From 08e862336ade809bc37d1035f94b359e7d1a5152 Mon Sep 17 00:00:00 2001
From: Awni Hannun <awni@apple.com>
Date: Fri, 15 Dec 2023 19:51:51 -0800
Subject: [PATCH] Rope theta to support Coda Llama (#121)

* rope theta for llama model

* llama chat/code

* nit
---
 llama/README.md |  3 ++-
 llama/llama.py  | 28 ++++++++++++++++++++++++++--
 phi2/phi2.py    |  5 ++++-
 3 files changed, 32 insertions(+), 4 deletions(-)

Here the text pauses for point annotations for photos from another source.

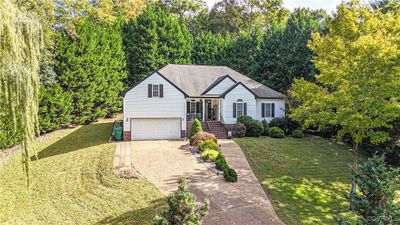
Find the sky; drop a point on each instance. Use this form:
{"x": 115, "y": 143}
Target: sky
{"x": 328, "y": 5}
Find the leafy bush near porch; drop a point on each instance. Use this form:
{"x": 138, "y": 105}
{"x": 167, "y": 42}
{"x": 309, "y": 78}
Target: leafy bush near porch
{"x": 297, "y": 134}
{"x": 208, "y": 145}
{"x": 276, "y": 132}
{"x": 202, "y": 136}
{"x": 210, "y": 155}
{"x": 240, "y": 130}
{"x": 230, "y": 175}
{"x": 196, "y": 127}
{"x": 254, "y": 128}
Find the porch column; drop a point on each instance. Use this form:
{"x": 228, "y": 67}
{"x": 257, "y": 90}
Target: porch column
{"x": 219, "y": 109}
{"x": 203, "y": 109}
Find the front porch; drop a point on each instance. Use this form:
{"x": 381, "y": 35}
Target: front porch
{"x": 204, "y": 109}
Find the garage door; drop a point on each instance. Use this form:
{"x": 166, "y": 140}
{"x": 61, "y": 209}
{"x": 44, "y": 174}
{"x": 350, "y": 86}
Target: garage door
{"x": 153, "y": 129}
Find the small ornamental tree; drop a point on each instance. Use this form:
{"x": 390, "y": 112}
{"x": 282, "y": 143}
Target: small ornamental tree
{"x": 374, "y": 203}
{"x": 358, "y": 87}
{"x": 182, "y": 208}
{"x": 196, "y": 127}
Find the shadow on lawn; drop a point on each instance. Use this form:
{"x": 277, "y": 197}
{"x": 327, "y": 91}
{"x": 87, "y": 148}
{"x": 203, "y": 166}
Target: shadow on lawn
{"x": 84, "y": 137}
{"x": 140, "y": 216}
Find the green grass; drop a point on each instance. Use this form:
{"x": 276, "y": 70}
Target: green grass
{"x": 73, "y": 183}
{"x": 308, "y": 179}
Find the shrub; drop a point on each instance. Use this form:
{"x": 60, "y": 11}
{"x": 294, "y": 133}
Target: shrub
{"x": 266, "y": 127}
{"x": 210, "y": 155}
{"x": 297, "y": 134}
{"x": 182, "y": 199}
{"x": 240, "y": 130}
{"x": 220, "y": 162}
{"x": 255, "y": 129}
{"x": 276, "y": 132}
{"x": 196, "y": 127}
{"x": 208, "y": 145}
{"x": 230, "y": 175}
{"x": 202, "y": 136}
{"x": 282, "y": 123}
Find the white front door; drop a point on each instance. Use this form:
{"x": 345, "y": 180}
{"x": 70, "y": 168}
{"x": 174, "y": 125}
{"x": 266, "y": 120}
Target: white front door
{"x": 155, "y": 128}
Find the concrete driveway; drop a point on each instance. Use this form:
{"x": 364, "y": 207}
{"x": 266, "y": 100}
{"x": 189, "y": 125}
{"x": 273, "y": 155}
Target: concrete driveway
{"x": 243, "y": 202}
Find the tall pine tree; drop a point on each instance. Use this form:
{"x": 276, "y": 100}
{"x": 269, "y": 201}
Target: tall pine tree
{"x": 91, "y": 68}
{"x": 153, "y": 40}
{"x": 284, "y": 54}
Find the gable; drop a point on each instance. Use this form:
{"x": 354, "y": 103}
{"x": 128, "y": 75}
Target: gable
{"x": 220, "y": 86}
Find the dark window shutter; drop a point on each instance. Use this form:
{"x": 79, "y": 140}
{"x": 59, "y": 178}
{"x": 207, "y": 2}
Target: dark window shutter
{"x": 150, "y": 90}
{"x": 263, "y": 110}
{"x": 273, "y": 109}
{"x": 234, "y": 110}
{"x": 161, "y": 90}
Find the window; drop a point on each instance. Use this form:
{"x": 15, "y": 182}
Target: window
{"x": 155, "y": 90}
{"x": 239, "y": 108}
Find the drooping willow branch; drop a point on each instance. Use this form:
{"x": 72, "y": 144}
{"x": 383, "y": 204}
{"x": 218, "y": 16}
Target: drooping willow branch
{"x": 20, "y": 43}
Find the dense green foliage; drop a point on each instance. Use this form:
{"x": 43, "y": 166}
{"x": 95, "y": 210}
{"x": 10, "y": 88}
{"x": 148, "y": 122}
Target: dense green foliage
{"x": 284, "y": 55}
{"x": 55, "y": 108}
{"x": 182, "y": 208}
{"x": 276, "y": 132}
{"x": 91, "y": 68}
{"x": 207, "y": 145}
{"x": 20, "y": 43}
{"x": 153, "y": 40}
{"x": 196, "y": 127}
{"x": 375, "y": 202}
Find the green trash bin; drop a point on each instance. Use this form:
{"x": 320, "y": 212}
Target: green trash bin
{"x": 118, "y": 133}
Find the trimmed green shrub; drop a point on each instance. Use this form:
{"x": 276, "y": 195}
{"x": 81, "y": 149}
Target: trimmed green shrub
{"x": 208, "y": 145}
{"x": 196, "y": 127}
{"x": 240, "y": 130}
{"x": 276, "y": 132}
{"x": 282, "y": 123}
{"x": 297, "y": 134}
{"x": 210, "y": 155}
{"x": 202, "y": 136}
{"x": 221, "y": 164}
{"x": 255, "y": 129}
{"x": 266, "y": 127}
{"x": 230, "y": 175}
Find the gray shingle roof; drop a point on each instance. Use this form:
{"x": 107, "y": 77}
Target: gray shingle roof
{"x": 195, "y": 79}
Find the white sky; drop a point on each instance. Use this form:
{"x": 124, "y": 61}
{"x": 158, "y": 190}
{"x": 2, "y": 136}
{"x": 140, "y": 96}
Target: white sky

diff --git a/llama/README.md b/llama/README.md
index 3ad882de..220d1b16 100644
--- a/llama/README.md
+++ b/llama/README.md
@@ -3,7 +3,8 @@
 An example of generating text with Llama (1 or 2) using MLX.
 
 Llama is a set of open source language models from Meta AI Research[^1][^2]
-ranging from 7B to 70B parameters.
+ranging from 7B to 70B parameters. This example also supports Llama Chat and
+Code Llama.
 
 ### Setup
 
diff --git a/llama/llama.py b/llama/llama.py
index 73eb39c5..5f169de4 100644
--- a/llama/llama.py
+++ b/llama/llama.py
@@ -23,6 +23,7 @@ class ModelArgs:
     n_kv_heads: int
     norm_eps: float
     vocab_size: int
+    rope_theta: float
 
 
 class RMSNorm(nn.Module):
@@ -39,6 +40,27 @@ class RMSNorm(nn.Module):
         return self.weight * output
 
 
+class RoPE(nn.RoPE):
+    def __init__(self, dims: int, traditional: bool = False, base: float = 10000):
+        super().__init__(dims, traditional)
+        self.base = base
+
+    def __call__(self, x, offset: int = 0):
+        shape = x.shape
+        x = mx.reshape(x, (-1, shape[-2], shape[-1]))
+        N = x.shape[1] + offset
+        costheta, sintheta = RoPE.create_cos_sin_theta(
+            N, self.dims, offset=offset, base=self.base, dtype=x.dtype
+        )
+
+        rope = (
+            self._compute_traditional_rope if self.traditional else self._compute_rope
+        )
+        rx = rope(costheta, sintheta, x)
+
+        return mx.reshape(rx, shape)
+
+
 class Attention(nn.Module):
     def __init__(self, args: ModelArgs):
         super().__init__()
@@ -55,7 +77,7 @@ class Attention(nn.Module):
         self.wk = nn.Linear(args.dim, args.n_kv_heads * args.head_dim, bias=False)
         self.wv = nn.Linear(args.dim, args.n_kv_heads * args.head_dim, bias=False)
         self.wo = nn.Linear(args.n_heads * args.head_dim, args.dim, bias=False)
-        self.rope = nn.RoPE(args.head_dim, traditional=True)
+        self.rope = RoPE(args.head_dim, traditional=True, base=args.rope_theta)
 
     def __call__(
         self,
@@ -315,7 +337,9 @@ def load_model(model_path):
             config["hidden_dim"] = weights["layers.0.feed_forward.w1.weight"].shape[0]
         if config.get("vocab_size", -1) < 0:
             config["vocab_size"] = weights["output.weight"].shape[-1]
-        unused = ["multiple_of", "ffn_dim_multiplier", "rope_theta"]
+        if "rope_theta" not in config:
+            config["rope_theta"] = 10000
+        unused = ["multiple_of", "ffn_dim_multiplier"]
         for k in unused:
             if k in config:
                 config.pop(k)
diff --git a/phi2/phi2.py b/phi2/phi2.py
index 78885eb8..555ee232 100644
--- a/phi2/phi2.py
+++ b/phi2/phi2.py
@@ -206,7 +206,10 @@ if __name__ == "__main__":
 
         if (len(tokens) % 10) == 0:
             mx.eval(tokens)
-            eos_index = next((i for i, t in enumerate(tokens) if t.item() == tokenizer.eos_token_id), None)
+            eos_index = next(
+                (i for i, t in enumerate(tokens) if t.item() == tokenizer.eos_token_id),
+                None,
+            )
 
             if eos_index is not None:
                 tokens = tokens[:eos_index]